Syarat-syarat suami / istri bisa mewaris:
Pertama, perkawinan yang dilakukan sah menurut syari’at islam
Kedua, ikatan perkawinan antara suami-istri itu masih utuh/dianggap masih utuh. Perkawinan dianggap masih utuh ialah apabila perkawinan itu telah diputuskan dengan talak raj’iy, tetapi masa iddah raj’iy bagi seorang istri belum selesai. Perkawinan tersebut dianggap masih utuh , karen adisaat iddah masih berjalan suami mempunyai hak penuh untuk merujuk kembali bekas istrinya yang masih menjalankan iddah.[2]
3.Wala’
Wala’ dalam syari’at mempunyai pengertian:
a.       Kekerebatan menurut hukum yang timbul karena membebaskan atau memberi hak emansipasi terhadap budak
b.       Kekerabatan menurut hukum yang timbul karena adanya perjanjian tolong menolong dan sumpah setia antara seseorang dengan seseorang yang lain.

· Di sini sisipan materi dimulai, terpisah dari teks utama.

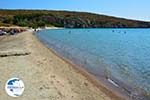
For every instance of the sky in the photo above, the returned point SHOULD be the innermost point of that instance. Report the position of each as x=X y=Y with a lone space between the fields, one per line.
x=132 y=9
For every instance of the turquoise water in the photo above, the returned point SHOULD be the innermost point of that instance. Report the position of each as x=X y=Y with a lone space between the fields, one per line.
x=122 y=54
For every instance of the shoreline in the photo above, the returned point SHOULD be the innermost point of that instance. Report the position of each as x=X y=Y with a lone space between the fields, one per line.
x=45 y=75
x=106 y=85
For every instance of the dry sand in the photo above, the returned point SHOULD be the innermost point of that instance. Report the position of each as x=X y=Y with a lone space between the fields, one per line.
x=45 y=75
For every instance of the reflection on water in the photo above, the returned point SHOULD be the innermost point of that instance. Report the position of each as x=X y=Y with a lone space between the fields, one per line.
x=120 y=53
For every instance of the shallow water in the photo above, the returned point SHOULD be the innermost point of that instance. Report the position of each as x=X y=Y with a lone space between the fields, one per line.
x=120 y=53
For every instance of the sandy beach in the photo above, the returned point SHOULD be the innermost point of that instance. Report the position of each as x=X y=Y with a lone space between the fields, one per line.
x=45 y=75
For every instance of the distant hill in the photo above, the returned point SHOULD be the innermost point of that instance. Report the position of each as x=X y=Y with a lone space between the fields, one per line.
x=67 y=19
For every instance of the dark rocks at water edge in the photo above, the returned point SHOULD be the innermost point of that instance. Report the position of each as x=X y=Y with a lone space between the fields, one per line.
x=11 y=31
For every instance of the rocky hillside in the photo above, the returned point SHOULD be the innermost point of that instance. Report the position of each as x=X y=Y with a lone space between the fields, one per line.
x=67 y=19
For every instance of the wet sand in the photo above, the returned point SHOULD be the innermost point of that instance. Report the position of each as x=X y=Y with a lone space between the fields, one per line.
x=46 y=76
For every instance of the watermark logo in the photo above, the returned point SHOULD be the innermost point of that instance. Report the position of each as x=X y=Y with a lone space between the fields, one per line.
x=14 y=87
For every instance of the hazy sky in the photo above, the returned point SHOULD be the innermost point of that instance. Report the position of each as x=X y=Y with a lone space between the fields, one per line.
x=133 y=9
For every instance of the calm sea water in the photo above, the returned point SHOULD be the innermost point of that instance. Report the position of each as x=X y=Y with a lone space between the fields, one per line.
x=120 y=53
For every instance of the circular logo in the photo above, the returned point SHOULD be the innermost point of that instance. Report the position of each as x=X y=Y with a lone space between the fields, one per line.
x=14 y=87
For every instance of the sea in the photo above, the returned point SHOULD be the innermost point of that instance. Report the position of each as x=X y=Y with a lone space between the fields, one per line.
x=122 y=56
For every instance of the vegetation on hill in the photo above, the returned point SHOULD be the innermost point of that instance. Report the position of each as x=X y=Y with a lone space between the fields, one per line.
x=67 y=19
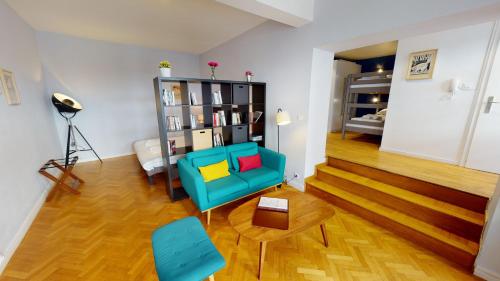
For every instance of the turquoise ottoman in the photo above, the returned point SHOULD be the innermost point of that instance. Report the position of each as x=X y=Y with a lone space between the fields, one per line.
x=183 y=252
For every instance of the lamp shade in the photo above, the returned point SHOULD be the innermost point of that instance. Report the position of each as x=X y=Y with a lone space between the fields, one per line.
x=282 y=118
x=64 y=103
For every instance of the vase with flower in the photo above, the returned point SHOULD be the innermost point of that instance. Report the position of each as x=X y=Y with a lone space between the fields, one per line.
x=249 y=75
x=165 y=68
x=213 y=65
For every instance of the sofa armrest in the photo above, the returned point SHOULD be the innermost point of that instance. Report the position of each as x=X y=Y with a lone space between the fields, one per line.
x=273 y=160
x=193 y=183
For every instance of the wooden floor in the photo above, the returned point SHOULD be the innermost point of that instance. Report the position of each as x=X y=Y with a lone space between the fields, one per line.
x=363 y=149
x=104 y=234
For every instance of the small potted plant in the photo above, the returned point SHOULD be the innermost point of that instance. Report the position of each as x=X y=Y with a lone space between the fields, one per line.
x=249 y=75
x=165 y=68
x=213 y=65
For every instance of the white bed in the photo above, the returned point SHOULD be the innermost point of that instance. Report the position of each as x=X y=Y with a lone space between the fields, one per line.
x=149 y=154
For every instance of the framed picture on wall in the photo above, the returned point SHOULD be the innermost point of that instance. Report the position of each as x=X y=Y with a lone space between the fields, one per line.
x=9 y=87
x=421 y=65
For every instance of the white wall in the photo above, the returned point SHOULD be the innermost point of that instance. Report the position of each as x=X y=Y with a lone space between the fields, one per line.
x=487 y=262
x=114 y=83
x=281 y=56
x=423 y=119
x=27 y=134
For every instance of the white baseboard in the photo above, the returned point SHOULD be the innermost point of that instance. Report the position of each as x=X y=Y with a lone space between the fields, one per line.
x=21 y=232
x=486 y=274
x=83 y=160
x=418 y=155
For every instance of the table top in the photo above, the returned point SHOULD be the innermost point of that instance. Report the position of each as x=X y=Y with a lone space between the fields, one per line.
x=304 y=210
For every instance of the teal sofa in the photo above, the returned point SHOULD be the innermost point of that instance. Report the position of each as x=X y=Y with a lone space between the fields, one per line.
x=208 y=195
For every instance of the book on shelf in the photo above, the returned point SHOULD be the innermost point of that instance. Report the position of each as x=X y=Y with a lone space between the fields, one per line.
x=194 y=100
x=256 y=138
x=193 y=121
x=174 y=123
x=219 y=118
x=255 y=116
x=218 y=139
x=168 y=97
x=217 y=97
x=236 y=118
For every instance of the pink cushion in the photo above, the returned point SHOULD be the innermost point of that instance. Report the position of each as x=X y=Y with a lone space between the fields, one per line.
x=249 y=162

Wala’ dalam arti yang pertama disebut dengan wala’ul-‘ataqah  atau ‘ushubah sababiyah , yakni ‘ushubah yang bukan disebabkan  karena adanya pertalian nasab, tetapi disebabkan karena adanya sebab telah membebaskan budak. Wala’ juga dapat di masukkan kedalam ahli waris sababiyah.

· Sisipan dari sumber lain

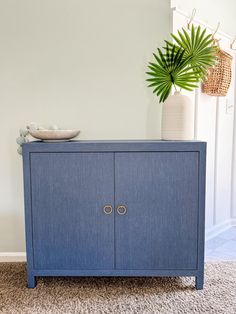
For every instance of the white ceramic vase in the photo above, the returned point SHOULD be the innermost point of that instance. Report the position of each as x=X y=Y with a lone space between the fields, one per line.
x=178 y=118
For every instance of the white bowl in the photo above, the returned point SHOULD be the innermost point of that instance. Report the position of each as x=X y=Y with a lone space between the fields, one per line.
x=54 y=135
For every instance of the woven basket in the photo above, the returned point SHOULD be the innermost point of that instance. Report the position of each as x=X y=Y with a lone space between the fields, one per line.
x=219 y=77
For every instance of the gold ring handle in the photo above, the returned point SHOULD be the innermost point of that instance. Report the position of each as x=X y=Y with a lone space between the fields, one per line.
x=107 y=209
x=121 y=209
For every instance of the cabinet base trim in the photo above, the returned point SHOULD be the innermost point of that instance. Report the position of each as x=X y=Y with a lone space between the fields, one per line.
x=122 y=273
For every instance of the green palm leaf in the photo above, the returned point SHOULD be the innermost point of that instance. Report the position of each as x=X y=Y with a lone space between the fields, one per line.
x=183 y=63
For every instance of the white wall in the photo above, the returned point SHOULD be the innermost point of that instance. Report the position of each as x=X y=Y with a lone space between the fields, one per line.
x=212 y=12
x=75 y=63
x=215 y=125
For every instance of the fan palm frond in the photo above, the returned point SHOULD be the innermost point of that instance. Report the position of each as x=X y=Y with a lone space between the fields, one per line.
x=183 y=63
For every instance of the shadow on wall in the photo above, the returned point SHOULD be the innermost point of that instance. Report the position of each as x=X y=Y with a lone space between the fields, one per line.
x=153 y=122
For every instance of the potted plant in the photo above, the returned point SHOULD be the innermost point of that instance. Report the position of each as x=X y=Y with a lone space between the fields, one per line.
x=181 y=64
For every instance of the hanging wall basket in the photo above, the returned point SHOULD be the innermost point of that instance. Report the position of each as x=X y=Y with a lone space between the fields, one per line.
x=219 y=77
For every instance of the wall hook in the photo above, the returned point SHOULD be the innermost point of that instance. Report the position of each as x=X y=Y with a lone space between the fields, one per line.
x=191 y=18
x=233 y=44
x=216 y=30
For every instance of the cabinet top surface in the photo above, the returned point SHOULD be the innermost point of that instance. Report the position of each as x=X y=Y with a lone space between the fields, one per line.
x=113 y=145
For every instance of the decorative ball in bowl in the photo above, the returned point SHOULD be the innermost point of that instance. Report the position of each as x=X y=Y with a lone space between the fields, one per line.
x=54 y=135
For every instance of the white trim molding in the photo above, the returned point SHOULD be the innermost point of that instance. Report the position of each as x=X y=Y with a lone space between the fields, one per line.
x=12 y=257
x=217 y=229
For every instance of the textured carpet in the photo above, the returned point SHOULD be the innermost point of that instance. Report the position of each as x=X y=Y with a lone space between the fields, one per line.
x=118 y=295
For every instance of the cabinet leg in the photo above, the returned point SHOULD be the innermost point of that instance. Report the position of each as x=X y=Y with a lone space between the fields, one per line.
x=199 y=281
x=31 y=281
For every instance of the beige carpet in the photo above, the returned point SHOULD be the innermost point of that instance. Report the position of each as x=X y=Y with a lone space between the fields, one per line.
x=118 y=295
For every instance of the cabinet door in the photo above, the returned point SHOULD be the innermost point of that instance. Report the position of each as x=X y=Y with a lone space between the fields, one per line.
x=160 y=192
x=70 y=228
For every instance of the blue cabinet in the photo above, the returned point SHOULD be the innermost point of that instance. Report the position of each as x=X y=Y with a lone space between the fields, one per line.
x=114 y=208
x=69 y=191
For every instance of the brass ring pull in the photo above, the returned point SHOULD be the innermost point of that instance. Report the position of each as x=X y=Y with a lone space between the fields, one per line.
x=107 y=209
x=121 y=210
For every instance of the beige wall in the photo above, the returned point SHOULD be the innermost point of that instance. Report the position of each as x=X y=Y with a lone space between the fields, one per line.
x=74 y=63
x=212 y=12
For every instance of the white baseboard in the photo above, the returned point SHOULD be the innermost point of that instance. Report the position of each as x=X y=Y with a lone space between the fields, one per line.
x=210 y=233
x=217 y=229
x=12 y=257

Apabila seorang pemilik budak telah membebaskan budaknya dengan mencabut hak kewaliannya dan hak mengurusi harta bendanya, maka ia telah merubah status seeorang yang semula tidak dapat bertindak, menjadi dapat memiliki, mengurusi dan mengadakan transaksi-transaksi terhadap harta bendanya sendiri, dan dapat melakukan tindakan hukum yang lain. Sebagai kenikmatan yang telah diberikan terhadap budaknya dan sebagai imbalan atas melaksanakan anjuran syari’at untuk membebaskan budak, syariat memberikan hak wala’ padanya. Oleh karena itu wala’ oleh Rasulullah SAW dianggap sebagai kerabat berdasarkan nasab, dalam sabdanya:
الوَلَاءُ لُحْمَةٌ كَلُحْمَةِ النَّسَبِ لَا يُبَاعُ وَلَا يُوْهَبُ (رواه الحا كم(:
            “Wala’ itu adalah suatu kerabat sebagai kerabat nasab yang tidak boleh dijual dan dihibahkan” (HR. Al-hakim).

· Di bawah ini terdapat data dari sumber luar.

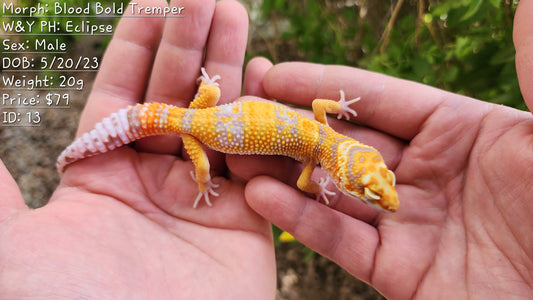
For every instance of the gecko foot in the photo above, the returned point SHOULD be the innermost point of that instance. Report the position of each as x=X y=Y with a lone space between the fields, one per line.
x=209 y=190
x=323 y=182
x=346 y=110
x=208 y=80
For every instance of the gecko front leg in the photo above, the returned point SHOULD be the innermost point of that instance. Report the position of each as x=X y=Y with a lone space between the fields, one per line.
x=306 y=184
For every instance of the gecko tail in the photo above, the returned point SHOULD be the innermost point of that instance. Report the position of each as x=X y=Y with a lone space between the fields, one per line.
x=120 y=128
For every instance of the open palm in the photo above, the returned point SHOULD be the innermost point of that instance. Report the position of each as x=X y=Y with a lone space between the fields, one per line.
x=122 y=225
x=463 y=171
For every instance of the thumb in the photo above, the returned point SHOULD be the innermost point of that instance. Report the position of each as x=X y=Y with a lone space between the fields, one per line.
x=523 y=41
x=11 y=199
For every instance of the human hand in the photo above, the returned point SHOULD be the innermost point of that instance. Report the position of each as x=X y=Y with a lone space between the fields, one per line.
x=463 y=171
x=121 y=225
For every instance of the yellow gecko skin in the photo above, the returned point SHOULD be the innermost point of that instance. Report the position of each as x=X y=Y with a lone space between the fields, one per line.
x=251 y=127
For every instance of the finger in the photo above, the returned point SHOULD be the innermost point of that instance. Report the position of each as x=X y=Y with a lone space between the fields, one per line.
x=398 y=107
x=11 y=200
x=253 y=77
x=180 y=54
x=523 y=30
x=177 y=66
x=226 y=47
x=224 y=30
x=126 y=66
x=349 y=242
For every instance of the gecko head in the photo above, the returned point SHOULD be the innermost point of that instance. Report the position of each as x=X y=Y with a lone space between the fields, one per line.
x=378 y=189
x=366 y=177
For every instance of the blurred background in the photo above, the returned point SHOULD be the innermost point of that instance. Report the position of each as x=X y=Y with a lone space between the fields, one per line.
x=463 y=46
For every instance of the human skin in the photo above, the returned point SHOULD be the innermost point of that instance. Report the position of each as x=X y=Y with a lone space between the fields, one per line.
x=463 y=169
x=121 y=225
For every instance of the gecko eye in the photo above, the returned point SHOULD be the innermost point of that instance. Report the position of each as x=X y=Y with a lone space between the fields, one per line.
x=392 y=178
x=371 y=194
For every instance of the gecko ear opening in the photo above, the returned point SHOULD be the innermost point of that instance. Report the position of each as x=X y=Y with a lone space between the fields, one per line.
x=371 y=194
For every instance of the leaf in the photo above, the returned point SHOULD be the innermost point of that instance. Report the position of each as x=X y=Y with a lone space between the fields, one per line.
x=472 y=10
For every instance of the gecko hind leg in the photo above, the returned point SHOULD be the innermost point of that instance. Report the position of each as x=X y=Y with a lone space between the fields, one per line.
x=201 y=169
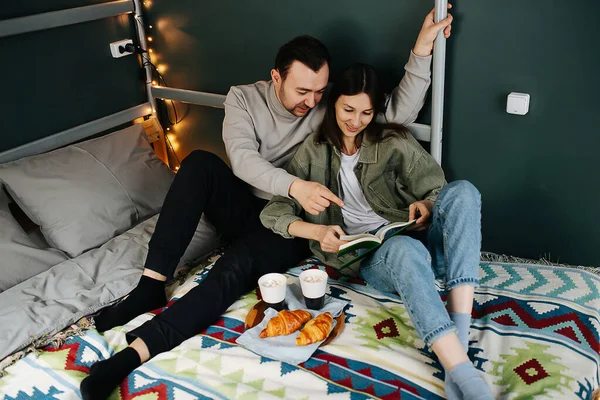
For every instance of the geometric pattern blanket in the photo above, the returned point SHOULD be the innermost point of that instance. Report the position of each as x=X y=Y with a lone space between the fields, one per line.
x=535 y=335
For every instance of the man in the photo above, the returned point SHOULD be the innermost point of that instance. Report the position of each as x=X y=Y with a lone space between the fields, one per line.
x=264 y=124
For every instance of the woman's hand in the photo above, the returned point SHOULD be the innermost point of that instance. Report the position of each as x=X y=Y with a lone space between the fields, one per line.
x=429 y=30
x=422 y=208
x=329 y=237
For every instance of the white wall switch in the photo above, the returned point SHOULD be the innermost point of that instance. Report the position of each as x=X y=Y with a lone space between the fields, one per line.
x=517 y=103
x=114 y=48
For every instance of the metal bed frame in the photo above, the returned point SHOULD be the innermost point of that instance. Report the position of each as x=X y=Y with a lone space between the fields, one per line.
x=16 y=26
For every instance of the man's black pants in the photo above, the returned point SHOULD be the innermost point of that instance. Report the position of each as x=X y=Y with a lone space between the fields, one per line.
x=205 y=184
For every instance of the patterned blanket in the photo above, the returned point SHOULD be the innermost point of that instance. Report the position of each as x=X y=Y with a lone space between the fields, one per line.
x=535 y=335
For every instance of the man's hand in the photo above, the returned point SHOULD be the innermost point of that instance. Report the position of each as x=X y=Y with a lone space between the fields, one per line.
x=424 y=45
x=422 y=208
x=329 y=237
x=313 y=196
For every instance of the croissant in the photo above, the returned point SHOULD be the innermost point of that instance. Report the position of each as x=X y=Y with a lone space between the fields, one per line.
x=315 y=330
x=285 y=322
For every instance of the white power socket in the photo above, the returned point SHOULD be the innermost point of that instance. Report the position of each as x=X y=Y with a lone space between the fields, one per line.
x=114 y=48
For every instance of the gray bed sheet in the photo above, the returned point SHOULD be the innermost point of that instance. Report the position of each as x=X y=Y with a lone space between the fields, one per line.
x=58 y=297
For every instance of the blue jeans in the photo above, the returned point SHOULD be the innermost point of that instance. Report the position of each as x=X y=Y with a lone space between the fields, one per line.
x=409 y=267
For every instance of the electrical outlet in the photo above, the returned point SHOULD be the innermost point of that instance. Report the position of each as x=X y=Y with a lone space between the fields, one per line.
x=114 y=48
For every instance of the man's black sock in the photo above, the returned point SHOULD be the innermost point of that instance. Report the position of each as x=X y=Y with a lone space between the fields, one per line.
x=106 y=375
x=147 y=296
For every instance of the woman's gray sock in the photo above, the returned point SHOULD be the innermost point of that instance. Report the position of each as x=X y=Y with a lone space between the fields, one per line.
x=463 y=323
x=471 y=384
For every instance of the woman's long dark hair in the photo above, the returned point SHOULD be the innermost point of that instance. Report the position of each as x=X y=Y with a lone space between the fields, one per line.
x=357 y=79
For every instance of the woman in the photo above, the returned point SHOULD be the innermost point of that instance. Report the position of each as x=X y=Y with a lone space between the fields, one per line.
x=383 y=175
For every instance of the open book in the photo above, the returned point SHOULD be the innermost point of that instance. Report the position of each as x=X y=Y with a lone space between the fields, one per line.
x=369 y=241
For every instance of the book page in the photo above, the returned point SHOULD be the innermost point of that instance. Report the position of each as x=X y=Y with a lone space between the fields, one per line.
x=358 y=236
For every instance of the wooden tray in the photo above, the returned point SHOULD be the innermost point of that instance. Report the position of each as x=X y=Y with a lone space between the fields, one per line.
x=257 y=313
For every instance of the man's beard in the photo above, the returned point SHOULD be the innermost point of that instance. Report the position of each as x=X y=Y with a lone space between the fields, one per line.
x=295 y=109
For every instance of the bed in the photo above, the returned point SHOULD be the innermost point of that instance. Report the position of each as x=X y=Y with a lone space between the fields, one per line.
x=535 y=334
x=535 y=330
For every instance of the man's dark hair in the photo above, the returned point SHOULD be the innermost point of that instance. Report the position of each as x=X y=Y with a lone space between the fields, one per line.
x=306 y=49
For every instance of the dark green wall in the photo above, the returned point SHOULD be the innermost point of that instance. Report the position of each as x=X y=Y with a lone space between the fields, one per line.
x=56 y=79
x=537 y=173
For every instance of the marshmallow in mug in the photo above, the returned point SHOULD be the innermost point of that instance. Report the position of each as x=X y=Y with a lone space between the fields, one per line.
x=273 y=287
x=313 y=283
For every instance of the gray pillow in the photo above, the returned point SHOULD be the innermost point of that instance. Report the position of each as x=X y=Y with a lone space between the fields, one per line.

            Sedang walak dalam arti kedua disebut dengan walaul-muwalah , misalnya seorang berjanji sebagai berikut: “hai saudara, engkau adalah tuanku yang dapat mewarisi aku jika aku telah mati dan dapat mengambil diyah (tebusan) untukku jika aku dilukai seseorang”. Namun wala’ menjadi sebab mempusakai ini sudah di nasakh dalam KUHW Mesir (jumhur ulama’).[3]
B. AHLI WARIS MENURUT BAGIANNYA
            Seperti halnya ahli waris menurut sebab mendapatkannya, ahli waris dari segi bagiannya pun di bagi menjadi tiga golongan, yaitu:
1.Dzawi al-Furudl
2.Ashobah
3.Dzawi al-Arham
            1. Dzawi al-Furudl dan Furudu al-muqaddarah_nya
            Dzawi al-furudl adalah ahli waris yang sudah diterntukan di dalam Al-Qur’an, yaitu ahli waris langsung yang mesti selalu mendapat bagian tetap tertentu yang tidak berubah-ubah[4]. Mereka semua ada dua belas orang, empat orang lelaki dan delapan orang wanita. Ashhabul furudl dari lelaki adalah, suami, ayah, kakek sejati, dan saudara dari ibu. Ashhabul furudl dari wanita ialah, isrti, ibu, nenek sejati, anak perempuan sekandung, cucu perempuan dari anak laki-laki, saudara perempuan sekandung, saudara perempuan seayah, dan saudara perempuan seibu[5]. Adapun rinciannya masing-masing terdapat pada surat Annisa ayat 11,12, dan 176.
            Para ahli waris diatas (dzawi al- furudl) mempunyai bagian-bagian yang sudah di tentukan dalam nash atau dengan ijma’ (furud al-muqaddarah). Syari’at Islam menentukan furud al-muqaddarah tersebut ada 6 macam, yaitu:[6]
§  Dua pertiga (2/3)
§  Sepertiga (1/3)
§  Seperenam (1/6)
§  Seperdua/separo (1/2)
§  Seperempat (1/4)
§  Seperdelapan (1/8)
Diasamping furud al-muqaddarah yang 6 tersebut, masih terdapat satu macam furud al-muqddarah hasil ijtihad para jumhur fuqaha, yaitu sepertiga sisa harta peninggalan. Adapun skema pembagiannya adalah:
1.Ahli waris yang mendapatkan bagian dua pertiga (2/3) ada 4 orang
a.       2 orang anak perempuan atau lebih, dengan ketentuan tidak bersama dengan mu’ashibnya (yang menjadikannya ‘ashobah)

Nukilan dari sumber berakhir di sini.